Trump slammed James this month for his outspokenness and activism, saying, “He’s a great basketball player, but people don’t want to see a guy that’s that way. They don’t want to see that. … He’s a hater,” Trump said. “You don’t want to sit down, watch a basketball game, and then watch somebody that hates your guts, OK,” he continued.
Los Angeles County Sheriff Alex Villanueva challenged James to double a reward being offered for information leading to the arrest of the man who shot two police officers who were sitting in their patrol car.
He said, “We need to appreciate that respect for life across professions, across races, creeds, and I’d like to see LeBron James step up to the plate and double that.”
Upon the shooting of the deputies, far-right critics like Candace Owens blamed the attack on Black Lives Matter, celebrities and athletes. James was targeted as the main culprit, despite the fact that no suspect had been identified and there was no known motive for the incident.

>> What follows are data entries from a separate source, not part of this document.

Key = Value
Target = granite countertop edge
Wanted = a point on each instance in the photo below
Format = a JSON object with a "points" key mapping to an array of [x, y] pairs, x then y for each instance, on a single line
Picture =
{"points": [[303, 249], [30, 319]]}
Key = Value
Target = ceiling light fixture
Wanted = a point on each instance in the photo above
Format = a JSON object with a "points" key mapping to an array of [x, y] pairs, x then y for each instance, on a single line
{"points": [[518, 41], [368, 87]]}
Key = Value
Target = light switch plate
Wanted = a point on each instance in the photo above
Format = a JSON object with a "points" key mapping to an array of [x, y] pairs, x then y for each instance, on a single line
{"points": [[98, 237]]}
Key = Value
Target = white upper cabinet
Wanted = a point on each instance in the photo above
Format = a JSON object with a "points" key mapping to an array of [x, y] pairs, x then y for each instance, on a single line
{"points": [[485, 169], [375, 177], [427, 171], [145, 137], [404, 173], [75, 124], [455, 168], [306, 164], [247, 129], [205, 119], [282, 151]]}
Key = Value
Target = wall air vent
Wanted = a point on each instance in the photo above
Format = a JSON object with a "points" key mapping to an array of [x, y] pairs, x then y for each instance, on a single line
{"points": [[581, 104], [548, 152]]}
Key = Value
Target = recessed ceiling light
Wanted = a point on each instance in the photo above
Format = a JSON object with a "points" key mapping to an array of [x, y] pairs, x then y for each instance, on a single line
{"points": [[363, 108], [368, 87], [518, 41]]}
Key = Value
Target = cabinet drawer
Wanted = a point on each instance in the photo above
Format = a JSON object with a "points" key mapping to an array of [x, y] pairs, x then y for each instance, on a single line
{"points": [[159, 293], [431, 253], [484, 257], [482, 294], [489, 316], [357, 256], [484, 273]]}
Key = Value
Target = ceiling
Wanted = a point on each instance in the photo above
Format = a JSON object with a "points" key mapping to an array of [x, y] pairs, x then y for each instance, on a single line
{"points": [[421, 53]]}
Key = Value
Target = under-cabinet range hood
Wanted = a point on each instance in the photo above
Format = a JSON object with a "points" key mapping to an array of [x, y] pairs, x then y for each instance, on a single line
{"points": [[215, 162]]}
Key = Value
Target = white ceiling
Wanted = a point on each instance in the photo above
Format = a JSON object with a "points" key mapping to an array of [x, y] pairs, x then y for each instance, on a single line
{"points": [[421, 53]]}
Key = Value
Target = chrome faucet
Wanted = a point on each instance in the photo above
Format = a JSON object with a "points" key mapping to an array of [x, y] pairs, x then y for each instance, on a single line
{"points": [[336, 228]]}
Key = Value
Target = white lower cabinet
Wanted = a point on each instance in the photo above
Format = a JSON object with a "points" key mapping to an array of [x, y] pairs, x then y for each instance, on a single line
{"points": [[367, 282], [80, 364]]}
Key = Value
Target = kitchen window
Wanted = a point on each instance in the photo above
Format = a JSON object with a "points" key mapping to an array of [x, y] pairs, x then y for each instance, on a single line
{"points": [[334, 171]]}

James had “zero comment” about the sheriff’s remarks before later expounding on ESPN, “But not one time have I ever said, ‘Let’s act violent toward cops.’ I just said that what’s going on in our community is not OK, and we fear for that, and we fear for our lives. It’s something that we go on every single day as a Black man and a Black woman and a Black kid, a Black girl. We fear. We fear that moment when we’re pulled over.”
In light of refusing to answer his opposition, the Los Angeles Lakers superstar has turned his energies to the 2020 election, and his organization More Than a Vote, whose mission is to exhort potential Black voters to cast their ballots.
“It’s simple. We believe that Black people, our community, we’ve been pushed away from our civic duty,” James said to The New York Times. “We’ve been fed misinformation for many years. And I’m in a position where I can educate people and, through More Than a Vote, educate people on how important this movement is, and how important their civic duty is. Not only to empower themselves, but to give back to their community as well.”
He added, “It’s something that we’re very passionate about — that I’m very passionate about. I’m happy and honored that I can have these athletes and these influencers and the people that want to be engaged with me as well.”